Amazon Sales Data (with Excel VBA)

2019-01-27 04:35发布

问题:

I'm trying to obtain the result number (in the HTML code) of each keyword I search by means of Excel VBA. Narrowing down the criteria by className, id, and data-asin, but that last one is proving to be tricky since VBA doesn't support that reference library yet.

What this code is structured to do:

  1. Go onto amazon.com and go to the search bar.

  2. The loop starts with column C. Pull a search term from the SearchTerm1 column and search.

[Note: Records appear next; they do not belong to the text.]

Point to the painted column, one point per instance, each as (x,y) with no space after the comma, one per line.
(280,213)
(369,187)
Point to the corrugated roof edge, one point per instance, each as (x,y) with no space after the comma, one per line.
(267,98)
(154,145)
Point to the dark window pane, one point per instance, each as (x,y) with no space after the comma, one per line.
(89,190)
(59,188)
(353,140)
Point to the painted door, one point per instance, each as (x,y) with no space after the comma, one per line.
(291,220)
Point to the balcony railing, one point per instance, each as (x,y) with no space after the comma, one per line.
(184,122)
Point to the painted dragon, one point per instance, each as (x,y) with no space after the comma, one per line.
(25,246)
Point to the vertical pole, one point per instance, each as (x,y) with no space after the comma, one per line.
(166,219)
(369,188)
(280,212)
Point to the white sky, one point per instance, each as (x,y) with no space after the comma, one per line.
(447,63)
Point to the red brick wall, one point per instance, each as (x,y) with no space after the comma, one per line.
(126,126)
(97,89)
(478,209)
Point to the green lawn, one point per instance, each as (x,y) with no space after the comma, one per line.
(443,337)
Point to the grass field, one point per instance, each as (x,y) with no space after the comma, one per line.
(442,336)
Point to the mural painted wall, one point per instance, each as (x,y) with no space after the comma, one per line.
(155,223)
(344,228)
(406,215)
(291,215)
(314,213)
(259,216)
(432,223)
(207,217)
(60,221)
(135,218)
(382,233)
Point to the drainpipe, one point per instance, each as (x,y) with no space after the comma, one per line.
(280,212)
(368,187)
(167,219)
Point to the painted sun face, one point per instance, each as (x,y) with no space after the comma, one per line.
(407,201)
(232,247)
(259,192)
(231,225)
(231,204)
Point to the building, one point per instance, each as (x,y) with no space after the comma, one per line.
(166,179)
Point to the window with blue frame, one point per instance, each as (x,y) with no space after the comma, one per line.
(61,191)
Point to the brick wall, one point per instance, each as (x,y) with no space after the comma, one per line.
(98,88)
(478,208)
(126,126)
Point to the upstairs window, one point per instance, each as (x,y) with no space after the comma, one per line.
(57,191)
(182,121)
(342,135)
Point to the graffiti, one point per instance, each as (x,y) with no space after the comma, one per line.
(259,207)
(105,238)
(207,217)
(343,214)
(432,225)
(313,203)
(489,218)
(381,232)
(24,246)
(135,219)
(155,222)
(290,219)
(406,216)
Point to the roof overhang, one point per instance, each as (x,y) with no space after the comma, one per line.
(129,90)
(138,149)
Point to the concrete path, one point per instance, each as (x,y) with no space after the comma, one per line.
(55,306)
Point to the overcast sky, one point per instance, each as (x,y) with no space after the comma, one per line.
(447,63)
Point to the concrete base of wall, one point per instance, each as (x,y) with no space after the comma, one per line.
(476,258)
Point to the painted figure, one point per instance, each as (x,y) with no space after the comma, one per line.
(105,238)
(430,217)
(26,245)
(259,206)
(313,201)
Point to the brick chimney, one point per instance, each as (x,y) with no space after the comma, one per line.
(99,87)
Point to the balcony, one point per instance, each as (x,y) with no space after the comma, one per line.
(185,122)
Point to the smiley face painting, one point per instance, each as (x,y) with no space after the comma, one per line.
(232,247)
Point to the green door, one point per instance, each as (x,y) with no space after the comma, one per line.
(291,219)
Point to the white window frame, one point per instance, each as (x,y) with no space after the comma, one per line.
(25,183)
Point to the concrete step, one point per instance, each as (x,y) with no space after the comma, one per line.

  3. Once the results page is loaded, try and find the specified product by className, ID (both found in the HTML code), and ASIN number (this number is pulled from column B in order to match the data-asin value on the search results page). Without all 3 criteria, excel won't be able to find the product if it's listed on the first results page.

  4. If the product is found on the first page, grab its result position (eg. "result_0" for the first result and result_1 for the second) and puts it in column D (SRank1).
  5. If the product is not found, the loop keeps going anyways until the search term column is empty.
  6. If the product is not found on the first page, continue advancing pages and searching for the specified product in order to grab the "search rank" of the item.
  7. The same steps are repeated for columns SearchTerm2, 3, and 4.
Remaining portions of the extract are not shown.